When do we need data classes?

Im using asp.net core. Here is the basic way to use model with controller.

public class BookController : Controller
{
private readonly ApplicationDbContext _context { get; set; }

public BookController(ApplicationDbContext context)
{
_context = context;
}

public IActionResult Create(Book model)
{
// adding new model
}

public IActionResult Edit(Book model)
{
// modifying the model
}

public IActionResult Delete(Book model)
{
// removing the model
}
}


My question: when shall/should I implement the code inside the controller? When shall/should I implement it in another class?

Something like this:

public interface IBook
{
int Add(Book book);

int Update(Book book);

int Remove(Book book);
}

public class BookData : IBook
{
private readonly ApplicationDbContext _context { get; set; }

BookData(ApplicationDbContext context)
{
_context = context
}

public int Add(Book model)
{
// ...

return _context.SaveChanges();
}

// other implements...
}


Then, calling it inside controller:

public IActionResult Create(Book model)
{
var bookData = new BookData(_context);
int result = bookData.Add(model);

// ...
}


For the interface, I think it may be useful for the case: I have many controllers that require same action/method names.

Example:
MessageController
requires 3 actions/methods at least (
Create/Add
,
Edit/Update
,
Delete/Remove
). It's same to
NotificationController
class,
CommentController
class...

So, the interface can be improved to:

public interface IMyService<T> where T : class
{
int Add(T model);

int Update(T model);

int Remove(T model);
}

public class MyService<T> : IMyService<T> where T : class
{
private readonly ApplicationDbContext _context { get; set; }

public MyService(ApplicationDbContext context)
{
_context = context;
}

public int Add(T model)
{
Type type = typeof(model);

if (type == typeof(Book))
{
// adding new book model
}
else if (type == typeof(Comment))
{
// adding new comment model
}

// ...

return -1;
}

// other implements...
}


Do I misunderstand something?

Answer

If I read it correctly with data classes you actually means repository (which is an abstraction over the persistence layer). You should always encapsulate persistence logic behind a class (be it via repository pattern, command/query pattern or request handler) and use it instead of directly using the context in your service classes.
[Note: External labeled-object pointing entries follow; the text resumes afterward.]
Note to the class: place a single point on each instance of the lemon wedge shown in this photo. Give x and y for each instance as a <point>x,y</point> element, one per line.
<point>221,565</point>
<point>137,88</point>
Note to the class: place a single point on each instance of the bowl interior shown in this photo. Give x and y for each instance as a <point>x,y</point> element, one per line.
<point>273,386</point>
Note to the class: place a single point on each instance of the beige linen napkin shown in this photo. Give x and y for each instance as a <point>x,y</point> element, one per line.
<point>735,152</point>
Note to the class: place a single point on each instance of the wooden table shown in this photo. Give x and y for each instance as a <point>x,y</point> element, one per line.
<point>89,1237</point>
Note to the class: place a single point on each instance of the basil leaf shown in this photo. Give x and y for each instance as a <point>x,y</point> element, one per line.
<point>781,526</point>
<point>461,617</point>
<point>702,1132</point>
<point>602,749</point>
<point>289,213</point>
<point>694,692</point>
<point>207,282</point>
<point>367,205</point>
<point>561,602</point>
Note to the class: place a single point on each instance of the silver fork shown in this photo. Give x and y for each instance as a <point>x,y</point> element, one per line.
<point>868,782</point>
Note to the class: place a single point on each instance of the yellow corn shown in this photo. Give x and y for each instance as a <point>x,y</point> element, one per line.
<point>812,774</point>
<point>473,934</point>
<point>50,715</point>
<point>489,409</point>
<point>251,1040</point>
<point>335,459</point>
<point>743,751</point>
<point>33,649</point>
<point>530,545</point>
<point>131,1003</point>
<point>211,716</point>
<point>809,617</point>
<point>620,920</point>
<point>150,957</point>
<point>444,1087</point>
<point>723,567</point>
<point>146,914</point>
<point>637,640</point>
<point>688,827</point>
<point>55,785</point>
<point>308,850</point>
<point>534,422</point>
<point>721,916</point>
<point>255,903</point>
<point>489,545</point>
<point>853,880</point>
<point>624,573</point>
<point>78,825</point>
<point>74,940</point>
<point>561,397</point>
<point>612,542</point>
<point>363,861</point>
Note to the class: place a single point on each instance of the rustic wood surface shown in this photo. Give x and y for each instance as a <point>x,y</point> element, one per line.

That being said, you can directly inject your BookData to your controller instead of the ApplicationDbContext. One thing you should consider you lose in your current implementation is the Unit of Work pattern. Right now, every add will instantly persist the data.

This may not be what you want, so you should move the _context.SaveChanges(); outside of the Add/Remove/Update methods and call it explicitly. This allows you to insert i.e. 10 records and if one of them fails, nothing will be persisted to the database.

But if you call _context.SaveChanges(); after each insert and you get an error in the 8th (of 10) records, then 7 get persisted and 3 will be missing and you get inconsistent data.

Controller shouldn't contain any logic at all, only do short validation of the input model (ModelState.IsValid check) and if its okay, call the services which do all the logic and report the result back to the user. Only in very simple tutorials and guides logic is put into the controller action for reasons of simplicity. In real world applications you should never do that. Controllers are much harder to unit test than service classes.